HealthCare Synergy Newsletter, August 16, 2011
Source material courtesy of USA Today
Among the health sector, Medicare costs for Hospice have increased the most due to for-profit companies increasing their focus on the Hospice market. According to Medicare records, Medicare spending on Hospice increased by 70% ($4.3 billion) between 2005 and 2009.
According to a recent report by the inspector general for Health and Human Services, for-profit hospices received a 29% increase in revenue compared with non-profit hospices. Medicare still pays for 84% of all Medicare eligible hospice patients.
Recently, for-profit companies have allegedly selected their patients based on how long they are predicted to live and under how much care these patients may require. For example, a patient with Alzheimer’s will more likely live longer and require less care compared to a patient with terminal cancer. Under these circumstances a Hospice organization may be placing their gross revenue as more important than providing care for their patients.

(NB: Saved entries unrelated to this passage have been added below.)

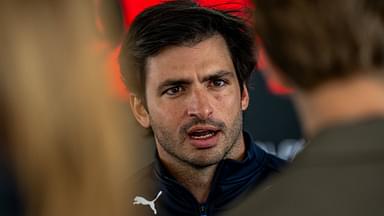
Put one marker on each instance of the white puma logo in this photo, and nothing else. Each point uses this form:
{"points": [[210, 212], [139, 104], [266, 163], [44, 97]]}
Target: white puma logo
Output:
{"points": [[142, 201]]}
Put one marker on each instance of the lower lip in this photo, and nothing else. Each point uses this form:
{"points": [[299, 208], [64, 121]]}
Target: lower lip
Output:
{"points": [[204, 143]]}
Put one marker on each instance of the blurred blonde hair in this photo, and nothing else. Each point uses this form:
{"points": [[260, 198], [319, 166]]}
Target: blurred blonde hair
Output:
{"points": [[63, 129]]}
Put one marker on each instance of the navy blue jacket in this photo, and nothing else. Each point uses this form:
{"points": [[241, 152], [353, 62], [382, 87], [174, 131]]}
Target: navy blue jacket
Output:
{"points": [[232, 180]]}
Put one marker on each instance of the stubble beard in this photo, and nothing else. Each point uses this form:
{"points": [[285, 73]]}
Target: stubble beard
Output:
{"points": [[171, 142]]}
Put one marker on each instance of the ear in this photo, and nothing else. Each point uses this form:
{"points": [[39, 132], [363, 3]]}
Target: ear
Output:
{"points": [[244, 98], [272, 72], [139, 111]]}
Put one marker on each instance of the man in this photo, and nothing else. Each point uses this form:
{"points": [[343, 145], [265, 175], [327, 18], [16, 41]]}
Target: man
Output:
{"points": [[332, 53], [187, 69]]}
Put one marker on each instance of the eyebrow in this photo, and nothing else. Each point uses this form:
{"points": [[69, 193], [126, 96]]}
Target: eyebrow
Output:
{"points": [[172, 82], [217, 75], [178, 82]]}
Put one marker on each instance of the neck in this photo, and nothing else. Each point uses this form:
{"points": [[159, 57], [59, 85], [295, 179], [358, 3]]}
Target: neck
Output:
{"points": [[197, 179], [340, 101]]}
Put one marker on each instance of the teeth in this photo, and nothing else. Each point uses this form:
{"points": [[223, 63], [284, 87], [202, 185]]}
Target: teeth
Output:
{"points": [[210, 134]]}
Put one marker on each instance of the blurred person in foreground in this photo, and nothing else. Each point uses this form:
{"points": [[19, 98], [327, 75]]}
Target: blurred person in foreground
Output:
{"points": [[332, 53], [187, 68], [61, 144]]}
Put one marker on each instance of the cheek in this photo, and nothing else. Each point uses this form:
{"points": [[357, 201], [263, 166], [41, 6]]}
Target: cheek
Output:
{"points": [[165, 113]]}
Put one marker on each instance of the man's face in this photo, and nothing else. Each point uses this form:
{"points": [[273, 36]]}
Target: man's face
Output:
{"points": [[194, 104]]}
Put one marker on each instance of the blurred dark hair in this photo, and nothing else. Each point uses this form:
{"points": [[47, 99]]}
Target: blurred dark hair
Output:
{"points": [[314, 41], [182, 23]]}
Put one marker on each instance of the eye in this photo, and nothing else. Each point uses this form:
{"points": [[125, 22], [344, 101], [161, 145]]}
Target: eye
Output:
{"points": [[218, 83], [173, 90]]}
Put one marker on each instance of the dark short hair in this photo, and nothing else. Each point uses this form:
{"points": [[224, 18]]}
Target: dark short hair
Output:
{"points": [[315, 41], [179, 23]]}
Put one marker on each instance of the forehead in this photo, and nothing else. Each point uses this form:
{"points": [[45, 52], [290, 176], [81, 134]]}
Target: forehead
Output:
{"points": [[208, 56]]}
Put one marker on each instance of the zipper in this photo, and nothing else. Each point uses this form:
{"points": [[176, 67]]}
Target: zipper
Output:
{"points": [[203, 210]]}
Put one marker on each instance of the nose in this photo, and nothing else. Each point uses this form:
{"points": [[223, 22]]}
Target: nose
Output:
{"points": [[200, 104]]}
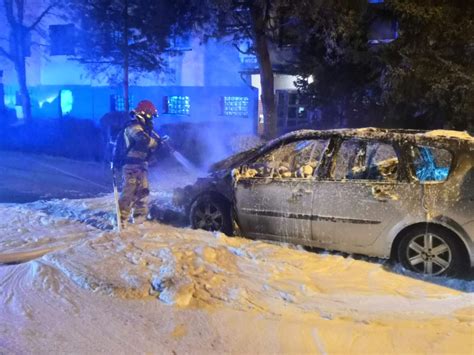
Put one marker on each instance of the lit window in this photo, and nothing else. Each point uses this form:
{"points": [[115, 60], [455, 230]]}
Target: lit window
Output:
{"points": [[67, 101], [235, 106], [177, 105], [62, 39]]}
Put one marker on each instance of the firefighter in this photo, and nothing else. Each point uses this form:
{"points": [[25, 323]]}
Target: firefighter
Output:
{"points": [[140, 141]]}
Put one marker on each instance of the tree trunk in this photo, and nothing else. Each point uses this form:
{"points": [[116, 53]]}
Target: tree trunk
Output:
{"points": [[126, 60], [266, 73], [25, 95]]}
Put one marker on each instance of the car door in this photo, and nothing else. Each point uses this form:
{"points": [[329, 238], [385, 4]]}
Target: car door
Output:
{"points": [[362, 197], [274, 194]]}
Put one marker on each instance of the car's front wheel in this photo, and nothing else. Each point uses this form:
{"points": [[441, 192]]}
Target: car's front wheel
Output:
{"points": [[431, 250], [211, 214]]}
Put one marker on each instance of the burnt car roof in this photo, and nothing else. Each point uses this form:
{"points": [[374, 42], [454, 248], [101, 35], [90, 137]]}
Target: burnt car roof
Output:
{"points": [[451, 140], [441, 136]]}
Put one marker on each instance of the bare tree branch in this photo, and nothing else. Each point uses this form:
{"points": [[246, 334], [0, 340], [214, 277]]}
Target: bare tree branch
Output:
{"points": [[40, 18], [249, 51], [4, 53]]}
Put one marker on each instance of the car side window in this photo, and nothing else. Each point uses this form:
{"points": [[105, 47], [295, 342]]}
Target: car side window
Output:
{"points": [[366, 160], [298, 159], [431, 164]]}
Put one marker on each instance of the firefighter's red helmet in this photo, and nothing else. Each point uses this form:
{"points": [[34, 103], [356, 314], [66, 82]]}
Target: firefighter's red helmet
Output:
{"points": [[146, 109]]}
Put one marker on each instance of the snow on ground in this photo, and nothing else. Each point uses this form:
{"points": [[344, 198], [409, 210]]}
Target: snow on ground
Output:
{"points": [[158, 288], [69, 283]]}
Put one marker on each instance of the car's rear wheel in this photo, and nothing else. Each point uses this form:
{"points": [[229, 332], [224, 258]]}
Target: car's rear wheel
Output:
{"points": [[431, 250], [211, 214]]}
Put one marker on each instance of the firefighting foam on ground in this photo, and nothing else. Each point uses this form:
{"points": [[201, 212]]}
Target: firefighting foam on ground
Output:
{"points": [[69, 282]]}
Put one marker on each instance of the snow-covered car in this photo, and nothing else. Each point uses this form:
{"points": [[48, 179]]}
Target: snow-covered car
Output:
{"points": [[402, 194]]}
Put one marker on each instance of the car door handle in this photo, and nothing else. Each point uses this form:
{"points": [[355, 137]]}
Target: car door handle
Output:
{"points": [[300, 193], [383, 194]]}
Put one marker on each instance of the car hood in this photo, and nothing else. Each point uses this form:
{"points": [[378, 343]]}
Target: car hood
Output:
{"points": [[235, 160]]}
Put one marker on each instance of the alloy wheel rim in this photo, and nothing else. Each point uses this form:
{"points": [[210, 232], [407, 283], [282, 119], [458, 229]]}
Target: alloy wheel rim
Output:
{"points": [[429, 254], [209, 217]]}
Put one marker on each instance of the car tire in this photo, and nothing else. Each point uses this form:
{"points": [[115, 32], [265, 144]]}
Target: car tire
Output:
{"points": [[431, 250], [212, 214]]}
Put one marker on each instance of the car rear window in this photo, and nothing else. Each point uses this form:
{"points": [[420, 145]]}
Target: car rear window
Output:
{"points": [[366, 160], [431, 164]]}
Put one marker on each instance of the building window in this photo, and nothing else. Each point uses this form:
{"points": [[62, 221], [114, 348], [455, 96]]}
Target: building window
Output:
{"points": [[118, 102], [26, 36], [62, 39], [66, 100], [181, 43], [235, 106], [176, 105]]}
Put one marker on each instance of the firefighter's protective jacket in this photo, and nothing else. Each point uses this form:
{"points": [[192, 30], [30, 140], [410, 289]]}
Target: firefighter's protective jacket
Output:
{"points": [[140, 144]]}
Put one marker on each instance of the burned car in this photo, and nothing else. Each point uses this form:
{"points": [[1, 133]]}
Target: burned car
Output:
{"points": [[402, 194]]}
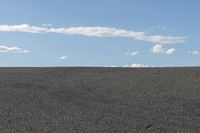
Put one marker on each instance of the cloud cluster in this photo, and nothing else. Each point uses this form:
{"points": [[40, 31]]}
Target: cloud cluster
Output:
{"points": [[7, 49], [161, 49], [158, 40], [134, 53], [63, 57], [137, 65], [195, 52]]}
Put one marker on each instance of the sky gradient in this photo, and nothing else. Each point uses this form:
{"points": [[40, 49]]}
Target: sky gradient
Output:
{"points": [[130, 33]]}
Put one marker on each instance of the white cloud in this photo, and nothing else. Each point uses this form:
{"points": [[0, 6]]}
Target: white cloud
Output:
{"points": [[63, 57], [161, 49], [137, 65], [47, 25], [110, 66], [134, 53], [195, 52], [7, 49], [95, 32]]}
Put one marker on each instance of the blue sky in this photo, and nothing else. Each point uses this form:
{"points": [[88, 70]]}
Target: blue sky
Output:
{"points": [[99, 33]]}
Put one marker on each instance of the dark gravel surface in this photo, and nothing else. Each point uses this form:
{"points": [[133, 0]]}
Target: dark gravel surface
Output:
{"points": [[99, 100]]}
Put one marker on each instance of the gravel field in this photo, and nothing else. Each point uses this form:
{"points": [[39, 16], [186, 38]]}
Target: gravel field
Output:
{"points": [[100, 100]]}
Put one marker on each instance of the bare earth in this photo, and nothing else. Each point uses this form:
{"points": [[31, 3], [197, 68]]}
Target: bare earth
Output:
{"points": [[99, 100]]}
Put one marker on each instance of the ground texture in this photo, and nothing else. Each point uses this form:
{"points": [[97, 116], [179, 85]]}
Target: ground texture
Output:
{"points": [[99, 100]]}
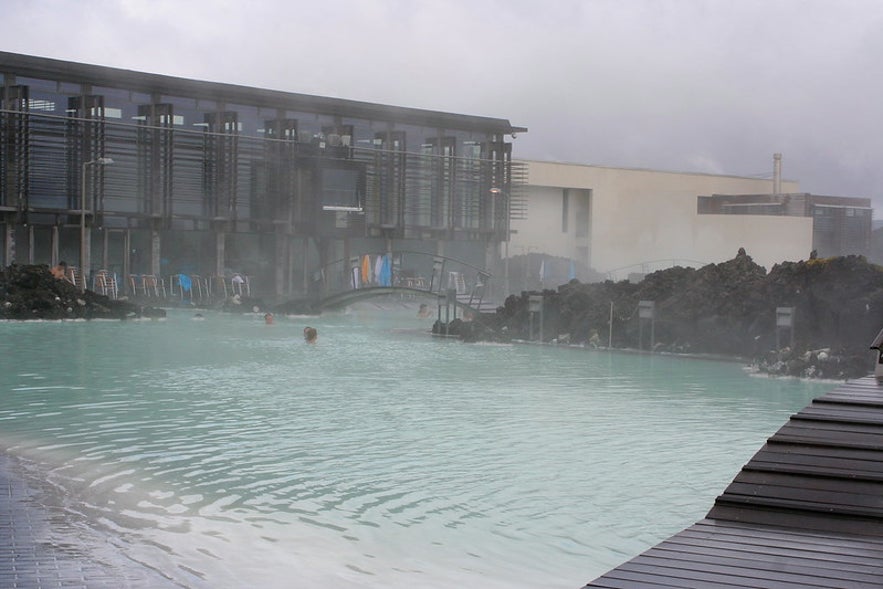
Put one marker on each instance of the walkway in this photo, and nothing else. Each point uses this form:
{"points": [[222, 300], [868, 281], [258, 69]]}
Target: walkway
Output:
{"points": [[42, 545], [806, 511]]}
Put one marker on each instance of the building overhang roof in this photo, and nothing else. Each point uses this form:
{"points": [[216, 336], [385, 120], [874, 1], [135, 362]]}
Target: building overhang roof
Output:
{"points": [[55, 69]]}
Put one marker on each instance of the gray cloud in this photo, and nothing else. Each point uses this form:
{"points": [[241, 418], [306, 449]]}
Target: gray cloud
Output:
{"points": [[692, 85]]}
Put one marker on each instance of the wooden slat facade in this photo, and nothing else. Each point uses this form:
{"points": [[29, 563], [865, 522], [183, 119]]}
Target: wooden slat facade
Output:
{"points": [[805, 511]]}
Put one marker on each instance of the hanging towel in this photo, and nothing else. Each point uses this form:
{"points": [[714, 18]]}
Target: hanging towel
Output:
{"points": [[386, 272], [366, 269], [378, 269]]}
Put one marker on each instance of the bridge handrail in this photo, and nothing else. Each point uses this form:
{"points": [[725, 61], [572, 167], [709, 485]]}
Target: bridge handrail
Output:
{"points": [[380, 253]]}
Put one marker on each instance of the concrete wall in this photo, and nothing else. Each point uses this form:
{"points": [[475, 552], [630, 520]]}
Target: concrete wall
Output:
{"points": [[644, 220]]}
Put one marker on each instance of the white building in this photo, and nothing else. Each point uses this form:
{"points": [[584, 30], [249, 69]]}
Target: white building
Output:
{"points": [[620, 221]]}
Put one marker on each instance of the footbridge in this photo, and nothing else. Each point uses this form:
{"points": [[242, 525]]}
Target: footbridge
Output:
{"points": [[407, 274]]}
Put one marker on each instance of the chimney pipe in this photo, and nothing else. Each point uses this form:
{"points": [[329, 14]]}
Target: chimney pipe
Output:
{"points": [[777, 173]]}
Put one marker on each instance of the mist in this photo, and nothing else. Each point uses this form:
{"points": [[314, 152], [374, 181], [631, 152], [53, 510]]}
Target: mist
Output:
{"points": [[693, 86]]}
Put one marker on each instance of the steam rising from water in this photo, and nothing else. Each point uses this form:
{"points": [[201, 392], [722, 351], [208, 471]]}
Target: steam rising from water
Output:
{"points": [[226, 452]]}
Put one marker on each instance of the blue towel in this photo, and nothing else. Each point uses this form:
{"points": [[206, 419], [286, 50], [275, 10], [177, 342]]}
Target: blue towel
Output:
{"points": [[385, 272]]}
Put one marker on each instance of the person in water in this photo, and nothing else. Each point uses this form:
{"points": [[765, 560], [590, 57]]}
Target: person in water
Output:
{"points": [[60, 271]]}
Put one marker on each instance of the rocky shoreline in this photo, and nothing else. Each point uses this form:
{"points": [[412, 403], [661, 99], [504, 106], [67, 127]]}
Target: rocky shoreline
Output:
{"points": [[30, 292], [726, 309]]}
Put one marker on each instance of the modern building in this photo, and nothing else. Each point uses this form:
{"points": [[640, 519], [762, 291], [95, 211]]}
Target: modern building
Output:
{"points": [[841, 225], [145, 174], [623, 222]]}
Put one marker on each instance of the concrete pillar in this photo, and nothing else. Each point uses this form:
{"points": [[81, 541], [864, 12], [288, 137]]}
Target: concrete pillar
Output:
{"points": [[9, 248], [220, 262], [155, 253], [53, 247]]}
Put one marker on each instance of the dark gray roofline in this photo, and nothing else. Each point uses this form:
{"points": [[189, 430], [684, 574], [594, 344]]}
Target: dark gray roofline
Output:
{"points": [[68, 71]]}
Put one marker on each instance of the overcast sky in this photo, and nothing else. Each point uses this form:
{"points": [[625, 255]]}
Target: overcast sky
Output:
{"points": [[686, 85]]}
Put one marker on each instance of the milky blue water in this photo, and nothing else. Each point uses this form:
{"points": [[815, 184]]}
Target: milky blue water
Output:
{"points": [[225, 452]]}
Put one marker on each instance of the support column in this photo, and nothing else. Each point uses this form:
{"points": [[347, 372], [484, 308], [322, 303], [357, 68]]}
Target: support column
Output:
{"points": [[86, 270], [53, 247], [306, 265], [281, 261], [155, 253], [127, 252], [9, 248], [220, 262], [31, 259]]}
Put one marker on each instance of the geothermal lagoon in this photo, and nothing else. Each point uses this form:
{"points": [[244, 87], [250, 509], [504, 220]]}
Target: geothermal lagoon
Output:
{"points": [[225, 452]]}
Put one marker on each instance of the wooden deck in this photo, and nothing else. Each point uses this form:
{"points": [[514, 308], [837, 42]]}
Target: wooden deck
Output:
{"points": [[805, 511]]}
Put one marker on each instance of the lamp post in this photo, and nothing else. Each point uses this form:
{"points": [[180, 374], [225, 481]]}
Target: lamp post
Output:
{"points": [[84, 257]]}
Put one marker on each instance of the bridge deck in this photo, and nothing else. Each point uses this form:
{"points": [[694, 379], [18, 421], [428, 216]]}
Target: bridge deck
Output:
{"points": [[805, 511]]}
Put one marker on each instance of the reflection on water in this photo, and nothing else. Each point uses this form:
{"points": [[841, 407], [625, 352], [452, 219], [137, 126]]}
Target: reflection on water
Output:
{"points": [[227, 452]]}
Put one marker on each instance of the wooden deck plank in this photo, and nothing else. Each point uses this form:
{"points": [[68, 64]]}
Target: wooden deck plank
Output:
{"points": [[805, 511]]}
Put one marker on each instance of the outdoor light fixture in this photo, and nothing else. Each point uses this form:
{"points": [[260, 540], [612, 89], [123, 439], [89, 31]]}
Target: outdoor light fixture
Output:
{"points": [[84, 258]]}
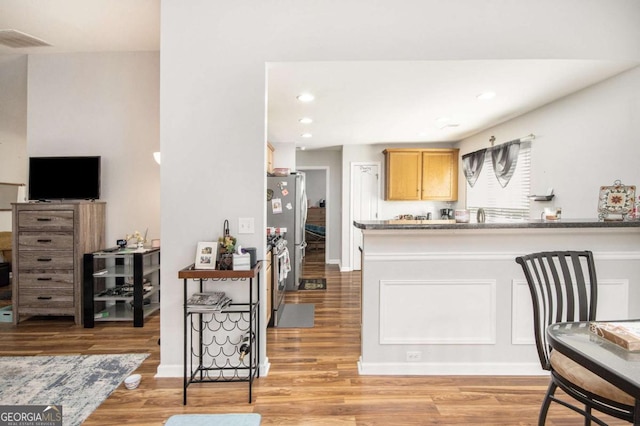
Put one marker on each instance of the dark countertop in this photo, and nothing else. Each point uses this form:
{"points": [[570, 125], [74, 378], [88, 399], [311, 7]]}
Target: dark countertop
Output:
{"points": [[530, 224]]}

Alzheimer’s and dementia hospice patients increased from 28,000 to 174,000 from 1998 to 2008, according to the Medicare Payment Advisory Committee. A report completed by the inspector general concluded that 90% of these hospice cases were from patients that previously resided in nursing facilities before entering hospice. In less than 10 years, there were more than six times as many hospice patients receiving care from the start of the decade.